Güney çeperimizde yer alan Tepe Prime Projesi, açık alanları ile öne çıkan ve yaya geçişine izin veren geçirgen bir kurguya sahiptir. Bunun yanında günümüzde bu sürekliliği sağlayacak tamamlayıcı mekanlar çevrede oluşmadığı için yaratılan kentsel dinamizm ve yaya hareketi kendi içine hapsolmuş kısa süreli bir deneyim sunmaktadır. Varolan bu potansiyel proje alanı için eşsiz bir fırsat sunmaktadır. Doğu çeğerimizde yer alan Barış Sitesi çeperlerindeki yapılarda ise son yıllarda artan yoğunlukla birlikte fonksiyon dönüşümleri yaşanmaktadır. 2083cd günümüzde Barış sitesine servis veren bir yol kimliğindeyken imar planında Sakıp Sabancı Bulvarı’na bağlantıyı sağlayacak 25m lik güçlü bir artere dönüşecektir.

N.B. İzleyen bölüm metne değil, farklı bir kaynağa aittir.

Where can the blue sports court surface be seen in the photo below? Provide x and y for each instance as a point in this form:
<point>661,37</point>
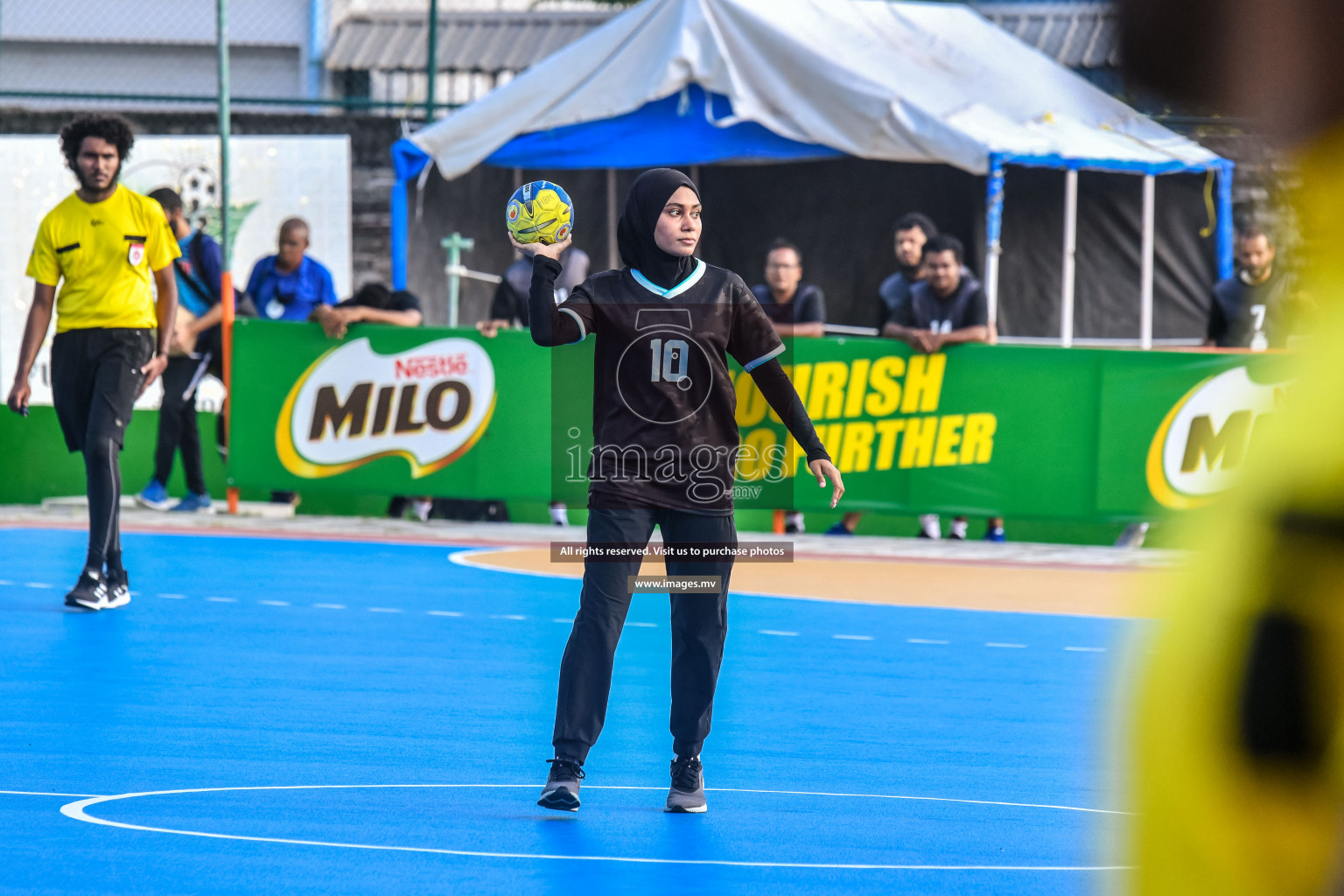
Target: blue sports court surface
<point>338,717</point>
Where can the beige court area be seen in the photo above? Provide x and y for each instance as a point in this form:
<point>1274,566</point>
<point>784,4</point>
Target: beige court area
<point>924,584</point>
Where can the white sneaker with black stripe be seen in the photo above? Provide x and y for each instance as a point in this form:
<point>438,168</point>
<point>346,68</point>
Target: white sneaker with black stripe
<point>90,592</point>
<point>118,589</point>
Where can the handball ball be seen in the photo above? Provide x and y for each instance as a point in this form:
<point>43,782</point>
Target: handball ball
<point>539,213</point>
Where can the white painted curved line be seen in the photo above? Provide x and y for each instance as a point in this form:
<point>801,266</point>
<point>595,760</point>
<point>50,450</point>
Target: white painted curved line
<point>37,793</point>
<point>77,810</point>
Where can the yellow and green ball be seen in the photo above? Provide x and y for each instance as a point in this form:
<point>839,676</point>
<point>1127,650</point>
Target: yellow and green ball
<point>539,213</point>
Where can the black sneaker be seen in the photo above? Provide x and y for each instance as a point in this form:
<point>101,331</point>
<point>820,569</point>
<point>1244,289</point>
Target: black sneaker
<point>562,786</point>
<point>687,793</point>
<point>90,592</point>
<point>118,589</point>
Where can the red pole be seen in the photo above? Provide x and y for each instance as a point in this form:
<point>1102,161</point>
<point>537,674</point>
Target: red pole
<point>226,291</point>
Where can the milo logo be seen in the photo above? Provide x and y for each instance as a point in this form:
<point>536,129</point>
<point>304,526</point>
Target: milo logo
<point>353,406</point>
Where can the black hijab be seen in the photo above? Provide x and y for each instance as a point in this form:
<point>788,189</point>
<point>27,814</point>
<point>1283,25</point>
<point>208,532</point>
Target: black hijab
<point>649,193</point>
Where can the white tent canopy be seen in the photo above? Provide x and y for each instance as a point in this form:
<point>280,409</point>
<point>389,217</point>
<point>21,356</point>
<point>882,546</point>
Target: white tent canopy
<point>903,82</point>
<point>887,80</point>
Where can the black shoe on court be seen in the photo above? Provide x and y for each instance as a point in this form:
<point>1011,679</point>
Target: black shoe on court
<point>687,793</point>
<point>562,786</point>
<point>90,592</point>
<point>118,589</point>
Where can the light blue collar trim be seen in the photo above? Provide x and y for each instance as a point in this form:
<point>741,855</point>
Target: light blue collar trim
<point>676,290</point>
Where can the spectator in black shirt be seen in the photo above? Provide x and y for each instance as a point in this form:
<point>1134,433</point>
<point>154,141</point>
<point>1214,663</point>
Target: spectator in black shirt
<point>376,304</point>
<point>909,235</point>
<point>508,308</point>
<point>373,303</point>
<point>1249,308</point>
<point>947,308</point>
<point>794,308</point>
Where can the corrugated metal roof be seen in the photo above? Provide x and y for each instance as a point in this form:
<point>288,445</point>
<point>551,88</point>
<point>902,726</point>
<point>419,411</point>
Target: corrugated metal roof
<point>466,40</point>
<point>1080,35</point>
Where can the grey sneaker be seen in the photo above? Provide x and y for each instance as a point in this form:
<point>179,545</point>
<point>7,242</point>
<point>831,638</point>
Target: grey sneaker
<point>562,786</point>
<point>687,793</point>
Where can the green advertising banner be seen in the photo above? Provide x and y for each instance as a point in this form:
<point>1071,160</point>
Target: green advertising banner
<point>1081,434</point>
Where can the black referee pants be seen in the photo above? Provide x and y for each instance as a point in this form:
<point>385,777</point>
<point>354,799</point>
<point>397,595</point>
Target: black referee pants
<point>699,627</point>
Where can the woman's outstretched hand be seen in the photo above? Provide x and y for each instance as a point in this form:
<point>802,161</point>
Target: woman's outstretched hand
<point>554,250</point>
<point>824,469</point>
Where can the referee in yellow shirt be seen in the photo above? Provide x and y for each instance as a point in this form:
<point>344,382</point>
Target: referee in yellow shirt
<point>102,246</point>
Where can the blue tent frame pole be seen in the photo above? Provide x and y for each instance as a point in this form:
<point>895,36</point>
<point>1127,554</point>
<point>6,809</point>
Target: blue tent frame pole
<point>1226,263</point>
<point>398,235</point>
<point>993,233</point>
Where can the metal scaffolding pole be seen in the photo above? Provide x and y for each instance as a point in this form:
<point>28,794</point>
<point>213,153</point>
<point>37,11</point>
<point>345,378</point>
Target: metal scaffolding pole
<point>1066,304</point>
<point>431,62</point>
<point>1145,289</point>
<point>226,281</point>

Bu plan kararı da Barış Sitesinin proje alanına bakan Batı çeperindeki dönüşümü daha da hızlandırıp belirginleştirecektir. Mahal Ankara projesi ise Kuzey çeperinde yer alan konut bloklarına kamusal erişim olmadığı için 2082cd ile bir ilişki kuramamaktadır. Aynı zamanda mimari kurgusunun bir sonucu olarak yerleşim konforlu bir geçiş alanı sunamadığı için proje alanımız ile arasında çok güçlü bağlantı ilişkileri kurulamamaktadır. Günlük yoğun hareketliliğin yaşandığı BTK ve Çevre Şehircilik ve İklim Değişikliği Bakanlığı kullanıcılarının ise tasarım sürecinde dikkate değer bir potansiyel olduğu göz önünde bulundurulmuştur.
Proje alanın Kuzey ve Batısında ise planlama ve tasarım süreci devam eden iki projenin yakın gelecekte hayata geçeceği bilinmektedir. Jüri tarafından verilen bilgiler ışığında geliştirilen projelerin çeperleri yorumlanmış ve proje alanı ile kurması potansiyel ilişkiler değerlendirilmiştir. Buna göre Proje alanının Batı çeperinin tam ortasından, Kuzey çeperinin ise yine orta noktasından bir yaya ilişkisi krulma potansiyeli ortaya çıkmıştır. Barış sitesi ise yaşadığı dönüşüm sonrasında neredeyse tüm batı çeperi ile kent ile yoğun ilişki kuran bir karaktere bürünmeye devam etmektedir. Proje alanının Güney-Doğu köşesi ise hem kavşak ile kurduğu ilişki, hem Tepe Prime projesinin arka basamakları ile aynı yöne bakması hem de Eskişehir Yolundan dönüş sonrasında ilk algılanan nokta olması sebebiyle dikkate değer bir öneme sahiptir. Bu özellikleriyle tasarım ve yerleşim kararlarında önemli bir girdi olarak ele alınmıştır.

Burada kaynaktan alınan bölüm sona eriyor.